Il confronto tra l’Esecutivo e i giudici della Cpi si gioca su un piano tecnico / procedurale in una vicenda costata l’iscrizione nel registro degli indagati  di mezzo governo,del ministro Nordio per favoreggiamento e omissioni di atti di ufficio dopo una denuncia trasmessa dalla Procura di Roma al tribunale dei ministri.

Si apprende che il ministro Nordio adesso , come annunciato in Parlamento, vuol inviare  all’Aja un documento per chiedere alla Cpi spiegazioni sulle incongruenze nelle procedure attivate per il mandato di arresto del  criminale /generale libico.

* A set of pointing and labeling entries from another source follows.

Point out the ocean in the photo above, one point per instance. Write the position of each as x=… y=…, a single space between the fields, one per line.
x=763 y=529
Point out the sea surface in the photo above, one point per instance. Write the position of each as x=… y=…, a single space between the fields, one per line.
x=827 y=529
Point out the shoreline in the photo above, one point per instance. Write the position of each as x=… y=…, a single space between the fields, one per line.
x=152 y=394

Il 5 febbraio in Parlamento, Nordio ha parlato di errori e di “nullità” del mandato di arresto spiccato il 18 gennaio dalla Corte. “E’ arrivato in lingua inglese senza essere tradotto, con una serie di criticità che avrebbero reso impossibile l’immediata adesione del ministero alla richiesta arrivata dalla Corte d’appello” di Roma

. Un atto – secondo il  ministro che oggi  informa di essere più determinato per  “andare avanti” sulla riforma della giustizia – caratterizzato da “incertezza assoluta” a cominciare, ha sottolineato, “dalla data in cui sarebbero avvenuti i crimini: si dice a partire dal marzo 2015 ma nel preambolo si parlava del febbraio 2011, quando Gheddafi era ancora al potere”. Nell’atto che verrà trasmesso all’Aja, il ministero potrebbe fare riferimento agli “incomprensibili salti logici” presenti a dire del ministro nel dispositivo della pre-trial Chamber della Corte penale internazionale. “Le conclusioni del mandato di arresto risultavano differenti rispetto alla parte motivazionale”…

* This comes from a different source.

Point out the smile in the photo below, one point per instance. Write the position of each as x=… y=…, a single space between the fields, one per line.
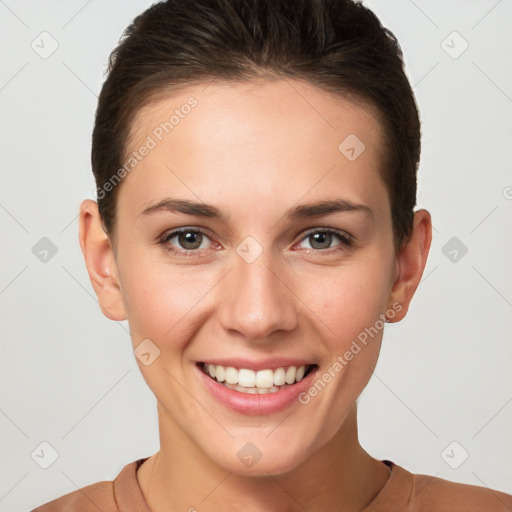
x=260 y=382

All’Aja potrebbero arrivare anche altre denunce dopo quella presentata da un cittadino sudanese vittima delle torture del generale libico e in cui si tirano in ballo, oltre al ministro della Giustizia, anche la premier Meloni e il ministro Piantedosi. Secondo la segnalazione, non consegnando il generale alla Cpi, il presidente del Consiglio e i ministri “hanno abusato dei loro poteri esecutivi per disobbedire ai loro obblighi internazionali e nazionali”.

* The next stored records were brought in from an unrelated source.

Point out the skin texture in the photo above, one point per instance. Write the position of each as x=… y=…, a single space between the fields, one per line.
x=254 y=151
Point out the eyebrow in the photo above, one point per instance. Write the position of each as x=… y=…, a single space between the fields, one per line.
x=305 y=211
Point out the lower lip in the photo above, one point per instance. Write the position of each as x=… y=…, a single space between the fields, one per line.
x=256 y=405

L’iniziativa del rifugiato potrebbe avere molti esempi similari  . “Stiamo valutando di presentare altre denunce alla Corte”, annuncia l’avvocato Omer Shatz, direttore di Front-Lex. Sul fronte interno, intanto, muove i primi passi l’indagine del tribunale dei Ministri dopo l’invio degli atti da piazzale Clodio. I giudici procederanno in primo luogo all’acquisizione e all’analisi degli atti in attesa della memoria difensiva da parte degli indagati. Favoreggiamento e peculato i reati contestati a Meloni, Piantedosi e al sottosegretario Mantovano.

 

Per Nordio il procuratore della Capitale, Francesco Lo Voi, individua anche condotte omissive. Fattispecie che sarebbero legate alle “mancate interlocuzioni” con la Corte d’Appello di Roma e anche al non avere firmato la richiesta di un nuovo mandato di cattura per il generale libico.

Una iniziativa che gli uffici di via Arenula avevano suggerito di fare inviando al ministro Nordio una bozza il 20 gennaio, 24 ore prima della liberazione del cittadino libico. Del profilo penale previsto dall’articolo 328 del codice, non citato nella denuncia presentata dall’avvocato Luigi Li Gotti, è stato lo stesso Nordio a parlarne nel corso dell’informativa.

Ricostruendo il mosaico emerge che il 18 gennaio la Cpi comunica informalmente che sta per emettere un mandato di cattura per Almasri che verrà inviato all’Italia e ad altri sei Paesi. Il mandato viene emesso qualche ora dopo e inviato al magistrato di collegamento. All’atto è allegata una nota in cui i giudici dell’Aja chiedono di essere informati in caso di problemi per l’esecuzione del mandato. Il giorno dopo l’incartamento è trasmesso a via Arenula dove, nel frattempo, era stata inviata la comunicazione della Digos di Torino sull’arresto. Il 20 gennaio la Corte d’Appello informa dell’errore procedurale, ossia di non avere informato il ministero prima del fermo, e si sollecita un intervento: un nuovo ordine d’arresto che viene redatto ma non firmato dal capo del dicastero..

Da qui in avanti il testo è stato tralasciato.